What would you like Canadians to know about nuclear medicine?
I know first-hand that nuclear medicine changes lives and impacts families every day for Canadians and around the world. Nuclear medicine became very personal for me when my mom was diagnosed with Stage 2 melanoma and had a PET scan wherein they discovered she also had breast cancer — a scan I believe saved her life.
As Canadians, it’s important to know that we’re playing a critical role in the global supply of medical isotopes. Medical isotopes are the key ingredient in the drugs used to diagnose and treat diseases in nuclear medicine departments around the world. Currently, we’re the largest supplier of two of the most widely used medical isotopes, and we play critical roles in the supply chain of a number of others. Further, we’re experts and world leaders in this field, with some of the most promising technology coming from Canadian research and development.

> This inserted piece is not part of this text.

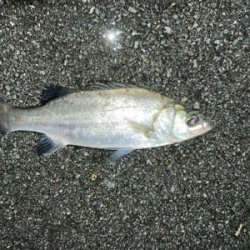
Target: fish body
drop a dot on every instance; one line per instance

How is Canada uniquely positioned to play a key role in the global medical isotope industry?
Canada has the nuclear capital — both talent and infrastructure — that allows us to punch well above our weight. Consider the groundbreaking isotope production systems (IPS) developed for our CANDU power reactors that leverage Canadian technology to produce medical isotopes at a massive scale — Bruce Power’s production of Lutetium-177 and OPG’s collaboration with LEP and BWXT to produce the most widely used diagnostic medical isotope precursor Mo-99 are game-changing. And world-leading research facilities — like McMaster University’s research reactor and TRIUMF’s accelerator — are advancing the research and discovery of new medical isotopes. Accelerators often produce different isotopes from reactors, and the global medical isotope supply is going to need all of them.
Stability in supply is critical to ensuring patients do not go untreated or have the best treatment option. Combined, the Canadian medical isotope ecosystem is uniquely positioned to provide incredible stability to the global medical isotope supply and markets.